De mon côté, j’aime un peu m’amuser avec elle. Par exemple, comme il est habituel pour mes lecteur·ices de me lire en inclusive, iels savent que je n’emploie jamais « hommes » pour parler de l’humanité, ou « ils » d’un groupe mixte (ici, effet de connivence).
Exemple de ce poème d’août 2018 :
- Citation :
- Il existe des choses sérieuses.
Le vin, par exemple, que boivent les hommes.
Dans ce poème de septembre 2019
- Citation :
- Visqueux, ils dégoulinent sur les passant·es. Tant et si bien
Que les passant·es lèvent le nez vers les fenêtres, tant et si bien
J’ai créé une rime non programmée : la syllabe de fin du premier vers se voit rappelée au vers suivant, mais sans que ce son ne soit déterminé à l’avance par autre chose que le choix du / de la lecteur·ice.

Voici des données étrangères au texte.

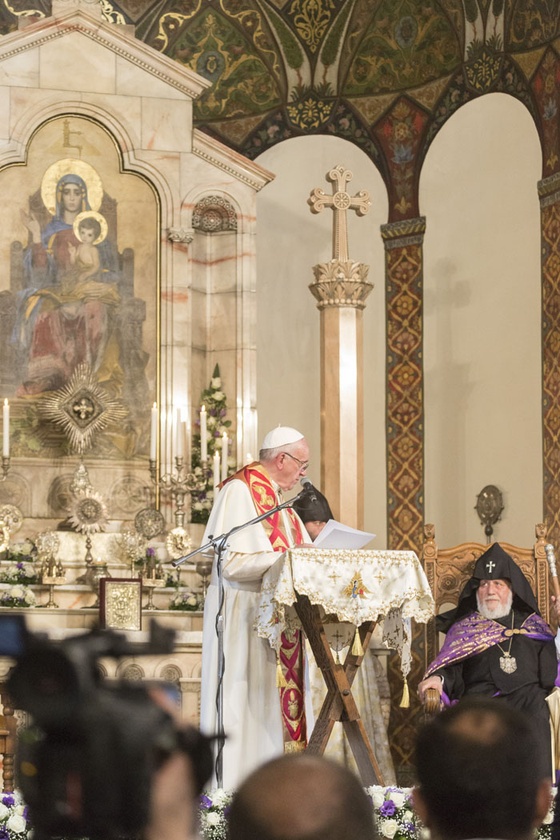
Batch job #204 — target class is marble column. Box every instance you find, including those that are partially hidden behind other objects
[538,173,560,545]
[309,165,373,528]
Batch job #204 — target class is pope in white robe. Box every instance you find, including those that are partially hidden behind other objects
[200,426,309,790]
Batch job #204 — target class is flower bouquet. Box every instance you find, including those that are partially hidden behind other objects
[366,785,421,840]
[199,788,233,840]
[170,591,202,612]
[0,584,37,609]
[0,560,38,585]
[0,791,30,840]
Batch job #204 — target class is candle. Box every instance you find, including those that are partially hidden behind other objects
[2,400,10,458]
[175,408,185,459]
[212,450,220,493]
[150,403,158,461]
[222,432,229,481]
[200,405,208,463]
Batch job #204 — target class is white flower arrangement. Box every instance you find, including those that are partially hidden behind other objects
[0,560,37,584]
[0,785,556,840]
[191,365,234,524]
[199,788,233,840]
[0,791,31,840]
[170,591,202,612]
[366,785,421,840]
[0,584,37,608]
[196,785,556,840]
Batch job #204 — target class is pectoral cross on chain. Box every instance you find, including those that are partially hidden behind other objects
[307,165,371,262]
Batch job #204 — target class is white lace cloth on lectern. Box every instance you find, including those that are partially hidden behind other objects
[256,548,435,678]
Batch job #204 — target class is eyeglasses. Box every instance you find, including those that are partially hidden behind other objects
[282,452,309,470]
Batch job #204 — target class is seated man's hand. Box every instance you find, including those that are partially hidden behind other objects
[418,674,443,703]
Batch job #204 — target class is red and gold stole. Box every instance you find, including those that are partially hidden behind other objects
[227,461,307,752]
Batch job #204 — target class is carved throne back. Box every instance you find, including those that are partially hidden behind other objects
[422,523,551,667]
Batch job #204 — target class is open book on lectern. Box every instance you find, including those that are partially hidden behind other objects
[313,519,375,550]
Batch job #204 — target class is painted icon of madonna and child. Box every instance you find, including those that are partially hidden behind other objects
[14,159,130,406]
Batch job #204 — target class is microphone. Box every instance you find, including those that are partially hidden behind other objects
[299,475,317,502]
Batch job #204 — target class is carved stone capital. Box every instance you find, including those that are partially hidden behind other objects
[167,228,194,245]
[309,260,373,309]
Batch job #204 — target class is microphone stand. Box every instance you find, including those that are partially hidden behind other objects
[171,487,309,788]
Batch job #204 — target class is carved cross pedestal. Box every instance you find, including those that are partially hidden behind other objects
[308,165,373,528]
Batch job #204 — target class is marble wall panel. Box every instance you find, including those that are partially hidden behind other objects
[39,32,117,93]
[141,99,192,158]
[115,56,187,103]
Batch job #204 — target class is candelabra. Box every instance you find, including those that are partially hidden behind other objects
[142,563,165,610]
[150,456,206,529]
[41,558,66,609]
[195,554,213,603]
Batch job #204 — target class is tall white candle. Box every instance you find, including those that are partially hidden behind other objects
[150,403,158,461]
[200,405,208,463]
[212,450,220,493]
[222,432,229,481]
[2,400,10,458]
[175,408,185,458]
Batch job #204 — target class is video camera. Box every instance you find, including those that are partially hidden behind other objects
[0,615,212,840]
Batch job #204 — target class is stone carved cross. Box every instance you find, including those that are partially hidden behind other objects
[307,165,371,262]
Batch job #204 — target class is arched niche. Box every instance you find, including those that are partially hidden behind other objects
[420,94,542,545]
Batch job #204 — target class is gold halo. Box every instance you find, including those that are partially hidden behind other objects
[41,158,103,216]
[72,210,108,245]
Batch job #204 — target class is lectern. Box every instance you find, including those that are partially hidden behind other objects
[257,548,434,786]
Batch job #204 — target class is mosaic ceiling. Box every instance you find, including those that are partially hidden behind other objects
[0,0,560,219]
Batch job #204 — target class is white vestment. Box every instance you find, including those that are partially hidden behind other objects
[200,479,305,790]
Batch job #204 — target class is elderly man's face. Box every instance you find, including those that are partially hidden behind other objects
[270,438,309,490]
[476,578,513,618]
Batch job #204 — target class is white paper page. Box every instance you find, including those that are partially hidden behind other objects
[313,519,375,549]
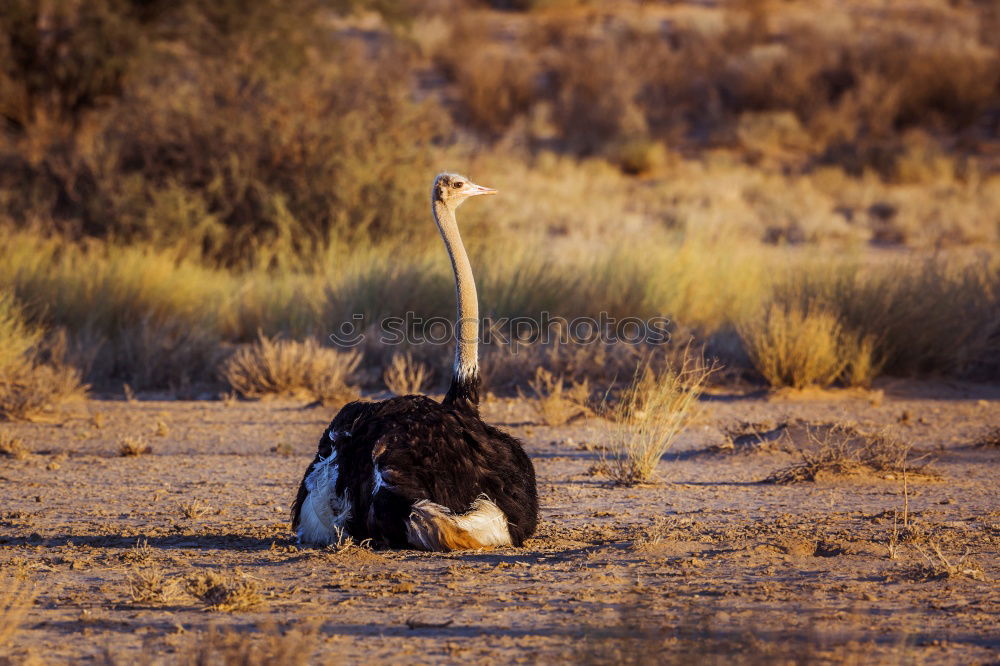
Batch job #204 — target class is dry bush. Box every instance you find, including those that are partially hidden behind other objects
[181,498,212,520]
[913,541,986,582]
[118,435,153,458]
[0,576,35,647]
[975,426,1000,448]
[764,425,930,484]
[602,355,714,485]
[0,291,87,420]
[382,352,430,395]
[0,0,438,264]
[528,368,590,426]
[222,334,361,404]
[184,571,264,613]
[125,567,183,604]
[738,303,878,388]
[0,431,31,460]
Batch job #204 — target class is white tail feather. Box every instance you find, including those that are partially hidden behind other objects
[298,452,351,546]
[406,496,511,550]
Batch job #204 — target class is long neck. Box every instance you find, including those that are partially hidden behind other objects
[433,199,479,409]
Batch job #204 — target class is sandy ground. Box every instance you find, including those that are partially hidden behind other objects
[0,383,1000,663]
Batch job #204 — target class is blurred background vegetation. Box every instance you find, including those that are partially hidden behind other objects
[0,0,1000,400]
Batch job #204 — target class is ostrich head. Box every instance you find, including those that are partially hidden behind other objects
[432,173,497,209]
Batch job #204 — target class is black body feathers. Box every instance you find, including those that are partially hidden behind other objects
[292,392,538,547]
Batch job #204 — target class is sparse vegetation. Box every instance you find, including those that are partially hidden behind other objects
[739,304,878,389]
[118,435,153,458]
[184,571,264,613]
[0,430,31,460]
[764,425,930,484]
[602,354,713,485]
[0,287,87,420]
[222,334,361,404]
[528,368,591,426]
[913,541,986,581]
[126,566,183,604]
[97,624,319,666]
[181,498,212,520]
[382,352,430,395]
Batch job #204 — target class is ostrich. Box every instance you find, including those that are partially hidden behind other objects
[292,173,538,551]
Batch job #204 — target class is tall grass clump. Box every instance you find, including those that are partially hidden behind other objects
[0,232,227,388]
[760,254,1000,383]
[602,352,713,486]
[738,303,877,389]
[221,334,361,404]
[0,291,87,420]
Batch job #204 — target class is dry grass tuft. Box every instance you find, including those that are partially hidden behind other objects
[0,291,87,420]
[118,435,153,458]
[913,541,986,581]
[126,564,264,613]
[975,426,1000,448]
[184,571,264,613]
[181,499,212,520]
[763,425,929,484]
[126,567,184,604]
[222,334,361,405]
[382,352,430,395]
[0,431,31,460]
[528,368,591,426]
[602,353,714,485]
[738,303,879,389]
[0,576,35,647]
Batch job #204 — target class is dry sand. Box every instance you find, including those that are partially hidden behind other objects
[0,382,1000,663]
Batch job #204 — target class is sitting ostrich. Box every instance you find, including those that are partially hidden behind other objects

Je pense aussi à ce poème d’octobre 2018, « Ils ou bien » :
- Citation :
- Bien qu'ils/elles soient fulgurants
Et que la lune les touche
Et qu'on en vienne aux mains
Ça pourrait être un souffle.
Quoiqu'on dise de leur destin
Ils ou bien elles vous touchent
Et ce n'est pas ma bouche.
Ou ça peut être une bouche.
Malgré la force du venin
Je crois qu'en vous je viens
Ça pourrait n'être que pire
Et qu'on ne sache que dire.
Il joue sur l’oscillation générique (de quel groupe parle-t-on ?), résolue dans la dernière strophe par le « vous » qui les inclut toutes ensemble sans être genré, sorte de chute par les choix grammaticaux.